I assume what they have done is actually more impressive than the analogy I have made above...

[–] catsortion@alien.top 1 points 9 months ago

I don't think it's more impressive than that - it's simply very very hard to this kind of discovery for natural sciences without a wet lab to verify results and streamline the process. This is gaining traction in medicine now (at least in some industry labs/startups), so this could be the start of more collaboration for material sciences. Definitely a "first step" kind of result, though, that won't have much real-world impact on its own without such collaboration...

[–] currentscurrents@alien.top 1 points 9 months ago

They are all known to be stable, because they have a ground-truth simulator to test with. Stable doesn't necessarily mean useful, but that wasn't the point.

The benefit here is that training a neural network on simulator data allows you to generate instead of search. The simulator is very computationally expensive (even compared to a deep neural network) and the search space is large and high-dimensional.

[–] reverendCappuccino@alien.top 1 points 9 months ago (4 children)

Meanwhile people discuss how Google wasn't capable of striking back at OpenAI with a good conversational agent, "thus loosing its status as ML behemoth". It's interesting how LLMs bring out accelerationist and xrisk debates of science fiction/fabrication, and at best debates on economy, while research on materials and climate science warms few minds and arts (at least looks so on X/Mastodon/Reddit)

[–] ThisIsBartRick@alien.top 1 points 9 months ago

I think a lot of people (myself included) don't really think Google fell behind in the ml space but rather didn't manage to capitalize on their own invention.

It's more a business side issue rather than a R&D one.

Also deep mind, although owned by Google is a separate entity.

[–] DontShowYourBack@alien.top 1 points 9 months ago

My guess is that people tend to anthropomorphise many things, especially those they don’t really understand. A language model comes across as “smart” because we can converse with it in human ways. Thinking about material discovery is so distant for most that they don’t really grasp impressive and impactful this work can be.

Now, to me what’s happening here is extremely impressive and I’ve been a fan of deepmind their stem related work for a while. Seems like we could see some big acceleration in stem fields over next years, which will arguably have a bigger impact on people their lives than the things LLMs are used for right now.

[–] red75prime@alien.top 1 points 9 months ago

Engineers comprise 0.06% of US population for example.

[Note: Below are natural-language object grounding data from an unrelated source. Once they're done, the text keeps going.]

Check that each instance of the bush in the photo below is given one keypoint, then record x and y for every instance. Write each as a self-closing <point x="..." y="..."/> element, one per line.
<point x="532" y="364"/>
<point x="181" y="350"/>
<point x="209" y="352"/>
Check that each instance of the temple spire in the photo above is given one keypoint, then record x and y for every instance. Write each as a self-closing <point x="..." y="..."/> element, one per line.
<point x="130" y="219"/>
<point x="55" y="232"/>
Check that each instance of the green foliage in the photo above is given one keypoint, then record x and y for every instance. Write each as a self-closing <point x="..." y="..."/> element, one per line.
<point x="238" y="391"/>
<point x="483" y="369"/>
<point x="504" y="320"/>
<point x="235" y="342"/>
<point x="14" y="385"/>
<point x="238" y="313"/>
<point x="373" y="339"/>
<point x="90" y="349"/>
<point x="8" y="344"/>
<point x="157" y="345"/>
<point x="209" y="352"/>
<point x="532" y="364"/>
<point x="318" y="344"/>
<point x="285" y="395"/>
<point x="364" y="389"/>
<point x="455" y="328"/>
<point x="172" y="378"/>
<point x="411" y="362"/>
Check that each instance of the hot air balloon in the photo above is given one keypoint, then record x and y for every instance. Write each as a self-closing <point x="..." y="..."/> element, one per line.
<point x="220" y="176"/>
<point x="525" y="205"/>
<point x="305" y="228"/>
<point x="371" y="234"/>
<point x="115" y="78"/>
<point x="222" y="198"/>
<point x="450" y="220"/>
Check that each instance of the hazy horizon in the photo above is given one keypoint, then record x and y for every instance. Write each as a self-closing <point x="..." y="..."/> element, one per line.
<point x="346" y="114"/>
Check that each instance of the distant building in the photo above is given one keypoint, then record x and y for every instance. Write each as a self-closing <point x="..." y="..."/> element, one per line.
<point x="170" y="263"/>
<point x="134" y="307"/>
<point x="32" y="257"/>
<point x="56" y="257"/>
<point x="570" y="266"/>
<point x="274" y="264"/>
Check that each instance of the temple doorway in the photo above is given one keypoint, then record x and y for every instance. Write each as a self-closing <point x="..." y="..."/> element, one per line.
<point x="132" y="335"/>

Managers around 20%. Also, narrow AI systems aren't so fascinating.

[–] quiteconfused1@alien.top 1 points 9 months ago

I agree. I honestly don't see the advantage of LLMs beyond a better Google search response. It needs to be said that ai is so much more than a chat bot.

Google has made significant strides in many meaningful ways that shouldn't be understated.

Alpha* ( or maybe MCTX ) is in my mind one of those advances that is truly bringing us closer to real world improvements. I shouldn't discount GNNs like used here too but I don't think this is their big win like MCTX is yet.

Overall maybe a lot less hype and a lot more real world application is what ai and ml need now.